Thanks for the quick reply and good information!  I really appreciate it!

Link to comment
Share on other sites

Well, as expected I've ran into some issues :)

 

I'm trying to take it one step at a time.  To begin I'd just like to have it display the titles of the articles on a page (so I can learn this stuff one step at a time).

 

My code looks like this:

 

<?php

echo "<b>Article 1:</b>";

$html = file_get_contents("Articles-lot-5-6.html");
$regexp = '#\<h2\>(.+?)\<\/h2\>#s';

if (preg_match_all($regexp, $html, $matches)) {
echo $matches[0];
}
else {
    "There were no article titles found";
}

?>

 

It gives me this output:

 

Article 1:Array

 

I'm sure I'm on the right track to this - but again, I'm really new to all this.

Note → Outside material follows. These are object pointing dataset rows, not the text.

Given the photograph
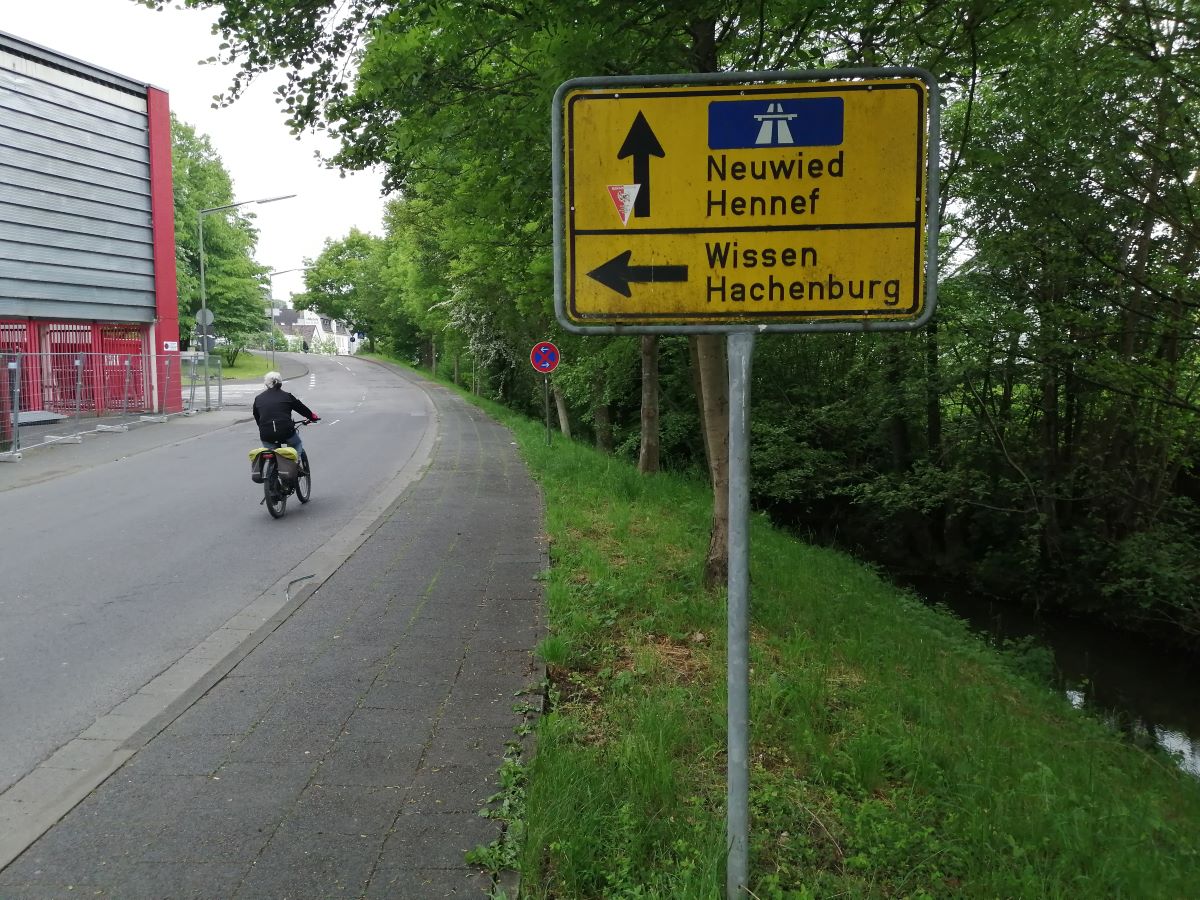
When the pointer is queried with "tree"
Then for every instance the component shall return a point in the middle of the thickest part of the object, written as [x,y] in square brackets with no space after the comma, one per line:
[345,282]
[233,281]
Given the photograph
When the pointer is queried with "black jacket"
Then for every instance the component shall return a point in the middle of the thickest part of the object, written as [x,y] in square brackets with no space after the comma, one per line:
[273,412]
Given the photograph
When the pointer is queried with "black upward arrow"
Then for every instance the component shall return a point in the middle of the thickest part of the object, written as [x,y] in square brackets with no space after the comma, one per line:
[617,273]
[641,144]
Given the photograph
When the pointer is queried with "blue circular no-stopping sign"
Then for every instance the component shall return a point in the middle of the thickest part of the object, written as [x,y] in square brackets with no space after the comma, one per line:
[544,357]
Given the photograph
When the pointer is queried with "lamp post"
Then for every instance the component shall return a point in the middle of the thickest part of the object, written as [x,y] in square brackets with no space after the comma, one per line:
[270,309]
[204,305]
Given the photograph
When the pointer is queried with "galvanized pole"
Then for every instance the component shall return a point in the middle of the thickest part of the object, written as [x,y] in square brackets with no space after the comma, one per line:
[129,379]
[166,390]
[737,871]
[204,316]
[79,391]
[15,393]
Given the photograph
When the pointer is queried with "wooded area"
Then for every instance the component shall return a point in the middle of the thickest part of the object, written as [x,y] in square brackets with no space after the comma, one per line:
[1038,441]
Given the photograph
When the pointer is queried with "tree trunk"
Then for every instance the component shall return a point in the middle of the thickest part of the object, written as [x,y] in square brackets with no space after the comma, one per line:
[603,414]
[648,455]
[714,381]
[564,420]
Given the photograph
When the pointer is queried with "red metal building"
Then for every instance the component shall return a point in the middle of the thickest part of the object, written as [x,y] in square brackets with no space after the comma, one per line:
[88,291]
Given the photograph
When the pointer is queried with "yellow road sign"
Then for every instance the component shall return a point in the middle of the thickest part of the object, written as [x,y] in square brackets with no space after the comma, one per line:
[702,204]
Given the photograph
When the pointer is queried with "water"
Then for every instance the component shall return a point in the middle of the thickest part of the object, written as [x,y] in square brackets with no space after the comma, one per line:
[1150,693]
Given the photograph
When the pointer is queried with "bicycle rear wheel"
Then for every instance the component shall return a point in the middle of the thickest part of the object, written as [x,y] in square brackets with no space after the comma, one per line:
[273,491]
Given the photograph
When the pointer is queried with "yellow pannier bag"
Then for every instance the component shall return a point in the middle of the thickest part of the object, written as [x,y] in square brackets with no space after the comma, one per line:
[288,461]
[256,465]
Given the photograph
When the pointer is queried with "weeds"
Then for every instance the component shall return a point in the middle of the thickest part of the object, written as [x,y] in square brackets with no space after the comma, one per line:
[894,754]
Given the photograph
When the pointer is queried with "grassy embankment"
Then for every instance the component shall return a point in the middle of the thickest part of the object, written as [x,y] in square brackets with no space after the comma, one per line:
[893,754]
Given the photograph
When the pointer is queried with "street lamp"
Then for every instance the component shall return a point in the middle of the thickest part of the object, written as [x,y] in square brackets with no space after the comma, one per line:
[204,305]
[270,309]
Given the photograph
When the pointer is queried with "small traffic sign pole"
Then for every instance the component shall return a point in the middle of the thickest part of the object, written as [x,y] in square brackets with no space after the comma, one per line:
[544,358]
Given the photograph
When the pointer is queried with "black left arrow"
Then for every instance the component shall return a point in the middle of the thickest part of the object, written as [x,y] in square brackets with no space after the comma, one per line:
[641,144]
[617,274]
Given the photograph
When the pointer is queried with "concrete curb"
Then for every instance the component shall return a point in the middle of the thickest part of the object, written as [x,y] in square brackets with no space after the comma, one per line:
[31,805]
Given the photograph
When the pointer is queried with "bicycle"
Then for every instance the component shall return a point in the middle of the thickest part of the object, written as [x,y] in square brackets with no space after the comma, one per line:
[280,481]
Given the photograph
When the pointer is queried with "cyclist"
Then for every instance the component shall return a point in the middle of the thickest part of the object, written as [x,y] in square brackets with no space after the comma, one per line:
[273,412]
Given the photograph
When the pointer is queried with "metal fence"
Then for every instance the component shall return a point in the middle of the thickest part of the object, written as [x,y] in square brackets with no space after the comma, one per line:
[55,397]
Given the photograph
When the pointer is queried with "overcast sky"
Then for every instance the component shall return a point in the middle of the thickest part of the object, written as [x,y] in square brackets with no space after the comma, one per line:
[163,48]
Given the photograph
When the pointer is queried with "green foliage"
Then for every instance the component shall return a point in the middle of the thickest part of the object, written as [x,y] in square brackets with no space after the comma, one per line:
[893,753]
[1032,442]
[233,281]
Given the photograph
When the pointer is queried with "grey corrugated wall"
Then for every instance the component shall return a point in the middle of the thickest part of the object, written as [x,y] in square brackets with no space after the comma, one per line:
[75,191]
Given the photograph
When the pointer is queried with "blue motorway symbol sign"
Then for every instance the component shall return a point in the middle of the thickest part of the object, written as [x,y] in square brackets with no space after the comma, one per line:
[544,357]
[763,125]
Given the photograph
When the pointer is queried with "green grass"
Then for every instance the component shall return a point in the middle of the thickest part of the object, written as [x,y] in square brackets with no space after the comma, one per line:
[893,753]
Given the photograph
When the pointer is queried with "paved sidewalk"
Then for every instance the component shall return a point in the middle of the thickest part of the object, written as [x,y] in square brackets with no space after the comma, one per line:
[351,751]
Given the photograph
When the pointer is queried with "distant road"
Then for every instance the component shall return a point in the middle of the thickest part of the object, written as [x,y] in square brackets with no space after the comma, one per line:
[113,570]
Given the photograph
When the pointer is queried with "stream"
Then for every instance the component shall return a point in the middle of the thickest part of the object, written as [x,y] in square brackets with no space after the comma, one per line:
[1150,693]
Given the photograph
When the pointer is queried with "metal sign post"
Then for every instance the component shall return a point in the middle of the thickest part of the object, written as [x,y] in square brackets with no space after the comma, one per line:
[736,204]
[741,347]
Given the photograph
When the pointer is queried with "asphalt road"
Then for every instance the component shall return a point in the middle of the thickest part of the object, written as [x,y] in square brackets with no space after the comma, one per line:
[112,569]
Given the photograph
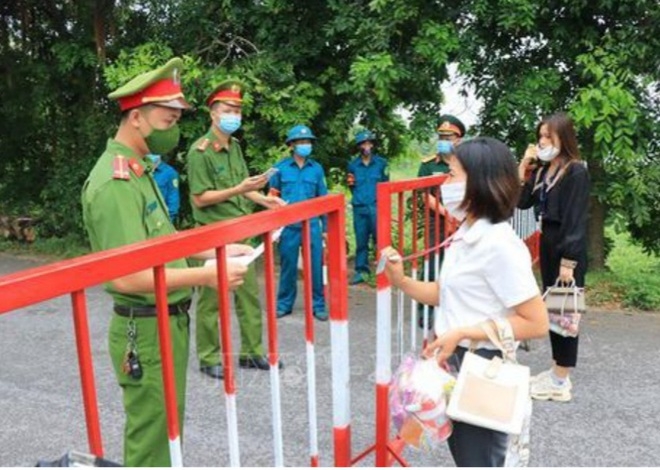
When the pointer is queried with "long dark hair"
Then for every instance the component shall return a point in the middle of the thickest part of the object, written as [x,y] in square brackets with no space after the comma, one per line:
[561,124]
[492,188]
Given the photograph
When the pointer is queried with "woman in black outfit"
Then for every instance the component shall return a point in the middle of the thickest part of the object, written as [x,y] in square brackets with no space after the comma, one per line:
[556,182]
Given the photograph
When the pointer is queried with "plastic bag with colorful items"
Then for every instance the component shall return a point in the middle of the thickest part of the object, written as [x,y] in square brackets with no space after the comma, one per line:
[418,400]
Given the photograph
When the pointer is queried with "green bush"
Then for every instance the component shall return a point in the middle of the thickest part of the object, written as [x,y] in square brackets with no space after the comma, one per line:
[634,273]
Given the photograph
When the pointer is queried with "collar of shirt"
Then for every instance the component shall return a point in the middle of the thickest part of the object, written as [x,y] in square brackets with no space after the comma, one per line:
[473,233]
[293,162]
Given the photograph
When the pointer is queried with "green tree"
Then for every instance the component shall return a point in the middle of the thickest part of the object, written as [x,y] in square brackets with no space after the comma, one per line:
[599,61]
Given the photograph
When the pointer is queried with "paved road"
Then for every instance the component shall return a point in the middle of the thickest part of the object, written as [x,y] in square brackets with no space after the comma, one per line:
[612,420]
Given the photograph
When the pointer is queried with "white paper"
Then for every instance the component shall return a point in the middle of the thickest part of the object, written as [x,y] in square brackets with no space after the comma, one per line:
[246,260]
[383,261]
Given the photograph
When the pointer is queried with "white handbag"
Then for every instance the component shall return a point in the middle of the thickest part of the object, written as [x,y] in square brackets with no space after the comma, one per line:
[492,393]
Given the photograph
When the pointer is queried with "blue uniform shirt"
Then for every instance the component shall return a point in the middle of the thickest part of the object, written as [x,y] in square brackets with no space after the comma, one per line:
[295,183]
[366,177]
[167,179]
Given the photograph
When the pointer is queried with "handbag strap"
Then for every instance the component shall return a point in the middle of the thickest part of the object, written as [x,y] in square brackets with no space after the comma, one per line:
[574,294]
[500,333]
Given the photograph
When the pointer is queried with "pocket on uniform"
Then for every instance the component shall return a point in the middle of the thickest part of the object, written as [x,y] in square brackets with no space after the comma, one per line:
[157,222]
[309,187]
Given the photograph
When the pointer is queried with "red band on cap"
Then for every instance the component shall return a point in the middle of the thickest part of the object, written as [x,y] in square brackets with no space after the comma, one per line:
[162,90]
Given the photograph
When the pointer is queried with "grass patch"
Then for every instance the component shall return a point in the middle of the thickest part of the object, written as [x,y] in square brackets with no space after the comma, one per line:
[51,248]
[631,279]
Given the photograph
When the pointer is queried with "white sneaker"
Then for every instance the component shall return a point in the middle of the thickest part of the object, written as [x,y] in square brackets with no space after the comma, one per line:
[547,373]
[544,388]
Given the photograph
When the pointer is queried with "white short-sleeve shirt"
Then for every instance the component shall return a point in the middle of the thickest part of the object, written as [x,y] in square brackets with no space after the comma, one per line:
[486,271]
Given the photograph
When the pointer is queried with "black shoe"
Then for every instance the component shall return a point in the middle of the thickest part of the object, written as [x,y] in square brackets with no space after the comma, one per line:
[216,371]
[256,362]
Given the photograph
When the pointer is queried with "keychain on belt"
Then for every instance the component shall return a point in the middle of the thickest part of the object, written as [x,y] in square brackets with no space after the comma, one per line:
[132,366]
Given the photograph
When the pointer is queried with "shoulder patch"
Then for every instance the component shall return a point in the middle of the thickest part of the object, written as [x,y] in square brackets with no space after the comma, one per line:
[203,145]
[120,168]
[136,167]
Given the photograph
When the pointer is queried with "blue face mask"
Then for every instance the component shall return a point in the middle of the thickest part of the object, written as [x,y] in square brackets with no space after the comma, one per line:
[303,150]
[229,123]
[444,147]
[153,158]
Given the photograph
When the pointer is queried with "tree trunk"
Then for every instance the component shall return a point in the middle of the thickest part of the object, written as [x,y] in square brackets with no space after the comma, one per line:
[596,234]
[597,214]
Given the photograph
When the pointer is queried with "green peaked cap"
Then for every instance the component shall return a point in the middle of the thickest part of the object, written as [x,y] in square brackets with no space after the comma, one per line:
[160,86]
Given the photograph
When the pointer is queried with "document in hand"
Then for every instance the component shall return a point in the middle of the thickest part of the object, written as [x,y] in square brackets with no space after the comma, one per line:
[246,260]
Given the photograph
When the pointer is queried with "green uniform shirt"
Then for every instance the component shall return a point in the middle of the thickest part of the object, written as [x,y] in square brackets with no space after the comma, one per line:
[117,212]
[213,167]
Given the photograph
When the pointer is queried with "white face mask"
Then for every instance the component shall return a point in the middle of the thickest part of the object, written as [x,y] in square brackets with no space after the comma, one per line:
[452,197]
[546,154]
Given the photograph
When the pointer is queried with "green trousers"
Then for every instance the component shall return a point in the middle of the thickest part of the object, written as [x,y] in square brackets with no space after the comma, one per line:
[146,443]
[250,321]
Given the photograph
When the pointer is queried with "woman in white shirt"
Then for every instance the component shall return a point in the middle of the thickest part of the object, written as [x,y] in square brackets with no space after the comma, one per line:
[486,275]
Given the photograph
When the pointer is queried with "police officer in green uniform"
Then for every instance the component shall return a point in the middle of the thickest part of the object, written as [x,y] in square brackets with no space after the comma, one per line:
[450,132]
[221,189]
[122,205]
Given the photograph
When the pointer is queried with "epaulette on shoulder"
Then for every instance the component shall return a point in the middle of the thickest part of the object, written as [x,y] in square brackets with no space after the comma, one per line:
[120,168]
[203,145]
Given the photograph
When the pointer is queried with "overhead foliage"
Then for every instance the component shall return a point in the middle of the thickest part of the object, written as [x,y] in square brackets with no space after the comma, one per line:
[600,62]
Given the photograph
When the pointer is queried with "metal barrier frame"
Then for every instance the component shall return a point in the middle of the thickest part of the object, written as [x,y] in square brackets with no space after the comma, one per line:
[74,276]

Any idea on how to move forward from here?

 

I've tried playing with the $regexp and changing it... I've had to do a lot of reading on regex as I don't know it very well at all. 

If I do:

$regexp = '/<h2>(.*?)<\/h2>/';

nothing displays except "Article 1:"

 

I apologize if my code is very simple and my errors very 'common sense' to some of you, I'm just trying to learn this stuff and get a handle on it one bit at a time.

Link to comment
Share on other sites

you might be able to call the plain array

if (preg_match_all($regexp, $html, $matches)) {
echo $matches;
}

but if not, then you might have to draw them out manually

if (preg_match_all($regexp, $html, $matches)) {
echo $matches[0][0];
        echo $matches[][1];
        echo $matches[1][0];
}

etc...

Link to comment
Share on other sites

Your suggestions once again are spot on!

 

Would it be possible to create a count based on the total number of matches and then have it loop through until the count = 0?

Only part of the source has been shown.